There are quirky crewmembers too, and Nielsen ends up with the relatively thankless role of being the square-jawed everyman hero while his cast mates get to play around a little, but in the end it’s his solid dependability that anchors the picture. He delivers a quietly charismatic performance that suggests, had this gone on to become a franchise, he would have really grown into the role of dashing starship commander and history might have turned out very differently. The iconic trinity of this ship’s crew also includes a doctor (Warren Stevens, who would go on to appear in the original “Star Trek” episode “By Any Other Name”) but instead of a science officer, it’s the ship’s cook (Earl Holliman) who makes an impression, delivering an amusing sub-plot and comic relief with his interactions with Robby The Robot, who makes his own ‘debut’ in this film. One of the most expensive props in history at the time (he cost nearly 7% of the entire budget, equivalent to $1million in 2017 money), he’s an instant sci-fi icon, reappearing in everything from “Lost In Space” (where he battled his most famous facsimile) to a cameo in “Gremlins”.

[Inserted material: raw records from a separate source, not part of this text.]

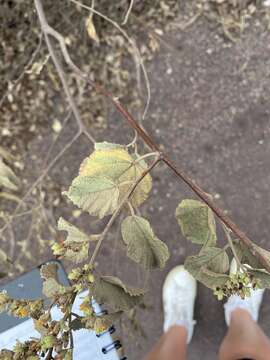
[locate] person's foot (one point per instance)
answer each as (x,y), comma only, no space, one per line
(179,293)
(251,304)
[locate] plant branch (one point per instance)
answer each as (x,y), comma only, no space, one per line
(184,177)
(117,211)
(150,142)
(128,12)
(47,30)
(228,235)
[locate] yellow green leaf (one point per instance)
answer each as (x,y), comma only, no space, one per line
(114,162)
(197,222)
(142,245)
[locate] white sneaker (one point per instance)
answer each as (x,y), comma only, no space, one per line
(179,293)
(251,304)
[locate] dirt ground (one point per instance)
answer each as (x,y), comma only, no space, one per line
(210,109)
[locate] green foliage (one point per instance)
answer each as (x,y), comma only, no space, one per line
(104,179)
(111,290)
(112,180)
(142,245)
(197,222)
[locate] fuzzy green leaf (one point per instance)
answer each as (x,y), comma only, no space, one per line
(198,267)
(98,195)
(262,275)
(111,290)
(142,245)
(7,177)
(197,222)
(74,234)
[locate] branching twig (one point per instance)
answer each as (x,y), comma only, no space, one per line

Nielsen’s restrained stoicism is a nice counterpoint to the Shakespearian theatricality of Walter Pigeon’s Morbius, not quite a villain but again laying a template that Trek would come to rely on, again and again, that of a secretive scientist engaged in dangerous experiments on an isolated world. Also, much as Trek would do time and again, the foundations of the plot are drawn from Shakespeare, this time “The Tempest”, with Morbius as Prospero and his daughter, Altaira as Miranda.
It’s not just “Star Trek” which owes a debt to “Forbidden Planet”, it’s a nexus point to which nearly all modern science fiction can trace its ancestry. The ‘Klystron Transmitter’ – an important part of the Krell machinery – is memorable enough to be namechecked in “My Stepmother Is An Alien” some forty years later and this MGM production is as indelibly influential to the genre as the Universal Monster movies were to theirs and as “Star Wars” would be in 1977.
Of course, it’s saddled with some of the social mores of its time, so Anne Francis’ role as Altaira is somewhat underwritten although she has a little bit of fun subverting the naïve ingénue before the plot relegates her to a love interest for the leading man. The film is suffused with gently chauvinistic fifties chivalry and there’s a real Hollywood US Navy feel about the crew, down to the amusingly tipsy cook and the general aw shucks machismo.
Blessed with an ambitiously cerebral plot, sumptuous production values, great special effects – provided by veteran Disney animator Joshua Meador (on loan from Disney) and a deceptively great leading turn from Nielsen, “Forbidden Planet” is a classic which completely deserves its reverence and reputation. It may seem a little quaint and cute by today’s standards, but it still stands up as one of the all-time sci-fi greats.